On Sunday, Mexican President Felipe Calderón launched the exhibition, 'Mexico: 200 Years of the Construction of the Nation', at the National Palace (Palacio Nacional), in Mexico City. It will run until July 2011, with admission free. The caskets are only part of the overall displays, which compile, commemorate and honor two centuries of Mexican culture and history.
6,000 square meters have been set aside for the exhibition; including the President's Halls, which will be accessible by the public for the first time ever. The area is filled with collections, including artwork and the personal possessions of some of Mexico's most representative figures. Significant historical documents, like original Certificate of Independence, will also be shown; alongside items such as Miguel Hidalgo's gun, General Emiliano Zapata’s flag, José María Morelos’ sabre and Benito Juárez’s Presidential Chair.
However, most people will be visiting to pay tribute to the 14 Independence Heroes. Miguel Hidalgo, Ignacio Allende, José María Morelos y Pavón, Víctor Rosales, Juan Aldama, Mariano Jiménez, Mariano Matamoros, Pedro Moreno, Francisco Javier Mina, Vicente Guerrero, Leona Vacario de Quintana Roo, Guadalupe Victoria, Andrés Quintana Roo and Nicolás Bravo are the men and women who, 200 years ago, sacrificed their lives to liberate Mexico from Spain.
Their remains were exhumed from beneath the Angel of Independence Monument and taken with military honors to Chapultepec Castle. Here they were examined and treated for preservation, by experts from the National Institute of Anthropology and History (INAH). This was necessary, because historians have long since feared that the bones were jumbled and/or replaced, during their initial move to the monument from their original resting places at the Metropolitan Cathedral.
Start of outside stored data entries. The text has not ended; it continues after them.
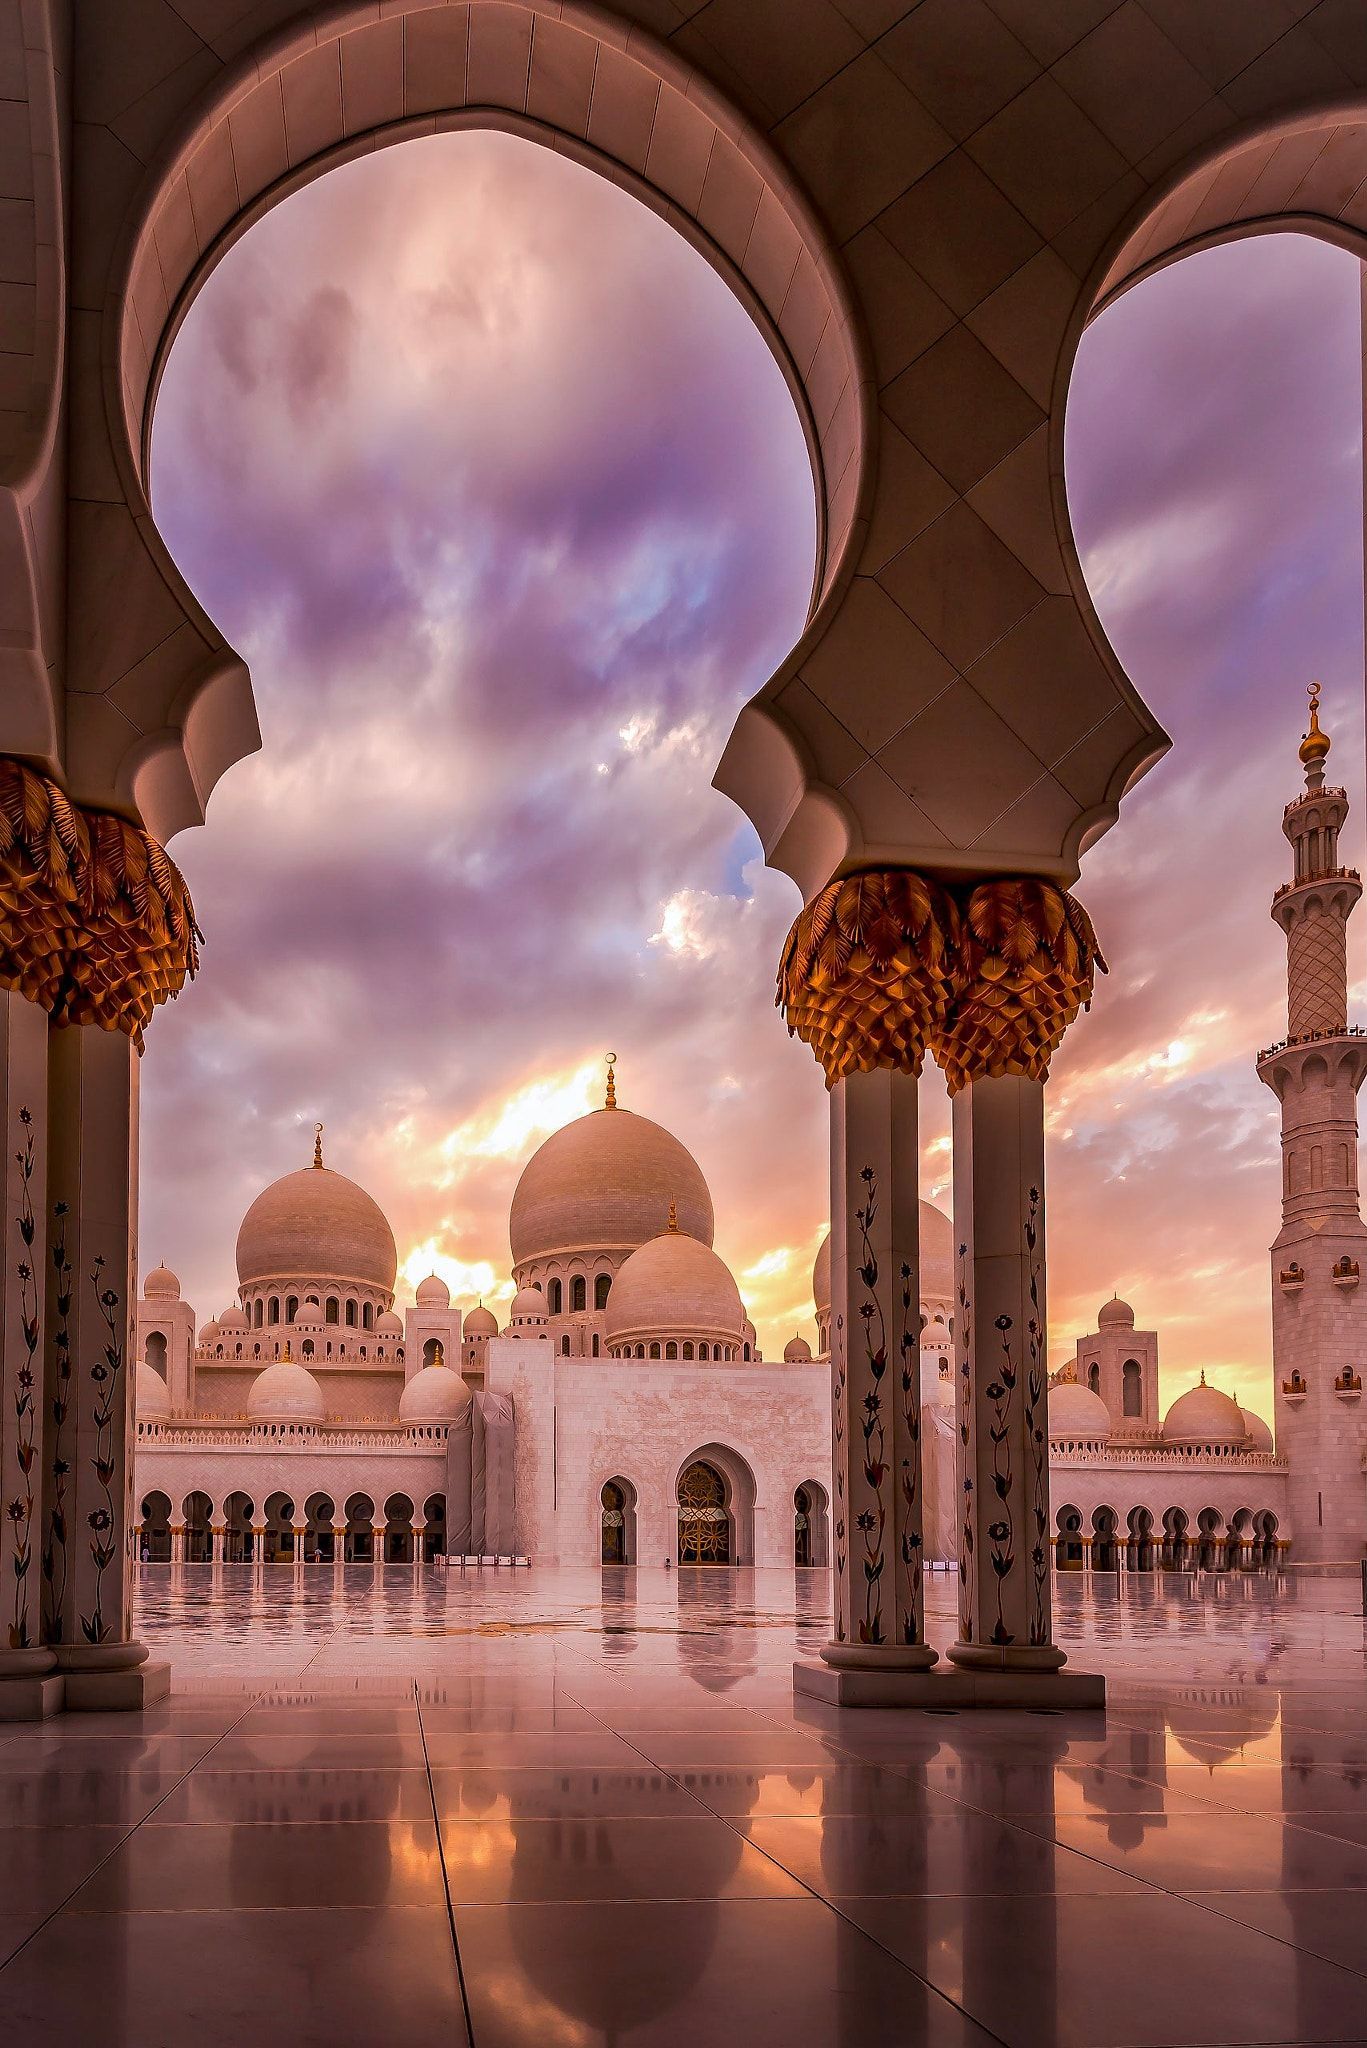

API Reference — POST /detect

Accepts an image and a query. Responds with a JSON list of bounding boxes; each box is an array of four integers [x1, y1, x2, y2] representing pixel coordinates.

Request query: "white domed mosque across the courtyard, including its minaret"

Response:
[[133, 709, 1367, 1571]]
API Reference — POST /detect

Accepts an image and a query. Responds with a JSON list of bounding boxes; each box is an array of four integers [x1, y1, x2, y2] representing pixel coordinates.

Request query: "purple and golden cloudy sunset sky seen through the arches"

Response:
[[141, 133, 1363, 1409]]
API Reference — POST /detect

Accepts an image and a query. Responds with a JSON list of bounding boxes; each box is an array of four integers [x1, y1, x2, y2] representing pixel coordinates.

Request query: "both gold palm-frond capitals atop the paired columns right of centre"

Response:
[[777, 868, 1107, 1096]]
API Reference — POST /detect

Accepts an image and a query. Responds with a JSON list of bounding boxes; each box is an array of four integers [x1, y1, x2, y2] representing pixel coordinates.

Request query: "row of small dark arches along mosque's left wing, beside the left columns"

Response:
[[137, 1489, 447, 1565]]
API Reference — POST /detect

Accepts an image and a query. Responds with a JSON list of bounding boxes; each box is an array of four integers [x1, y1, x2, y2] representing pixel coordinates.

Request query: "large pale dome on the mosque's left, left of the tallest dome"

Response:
[[238, 1165, 398, 1294]]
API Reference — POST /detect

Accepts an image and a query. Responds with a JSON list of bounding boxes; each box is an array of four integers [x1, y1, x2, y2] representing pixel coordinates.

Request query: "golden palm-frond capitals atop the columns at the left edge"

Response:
[[0, 756, 201, 1051]]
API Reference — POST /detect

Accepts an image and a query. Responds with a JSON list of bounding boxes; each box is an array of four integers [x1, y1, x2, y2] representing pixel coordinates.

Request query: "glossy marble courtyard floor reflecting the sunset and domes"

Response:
[[0, 1567, 1367, 2048]]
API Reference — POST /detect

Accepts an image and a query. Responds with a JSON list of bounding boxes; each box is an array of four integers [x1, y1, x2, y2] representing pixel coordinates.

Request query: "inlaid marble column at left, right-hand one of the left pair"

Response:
[[45, 1024, 170, 1708]]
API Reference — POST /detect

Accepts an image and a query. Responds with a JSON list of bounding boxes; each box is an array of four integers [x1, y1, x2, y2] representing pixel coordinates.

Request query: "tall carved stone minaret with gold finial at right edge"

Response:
[[1258, 682, 1367, 1565]]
There was a surprise in store. Until now, it had been believed that only 12 of the heroes were interred beneath the monument. Pedro Moreno and Victor Rosales, who had been thought to lie in unknown graves, were undoubtedly amongst their peers. INAH were able to establish that all 14 were present and correct.
On August 15th, 2010, the remains of all 14 were placed upon horse-drawn carriages and taken in procession to the National Palace. Hundreds of mounted soldiers rode alongside. Crowds thronged the streets to watch them pass, calling out their thanks and other salutations.
Upon receiving them, the president gave a speech to the assembled thousands. He told them that, "The insurgents gave their lives so that we Mexicans could be free, so that we could break the chains that tied us to slavery and servitude."
The best known name of all is Padre Miguel Hidalgo. He was the priest who gave the first Grito de la Indepenzia (Shout of Independence), which is echoed across Mexico on September 15th-16th. It was a call for Mexicans to take up arms against their Spanish overlords and, for many, it was the opening sequence in the whole War of Independence.
After 'Mexico: 200 Years of the Construction of the Nation' closes, in July 2011, the bodies will be returned to their crypt, beneath the Angel of Independence.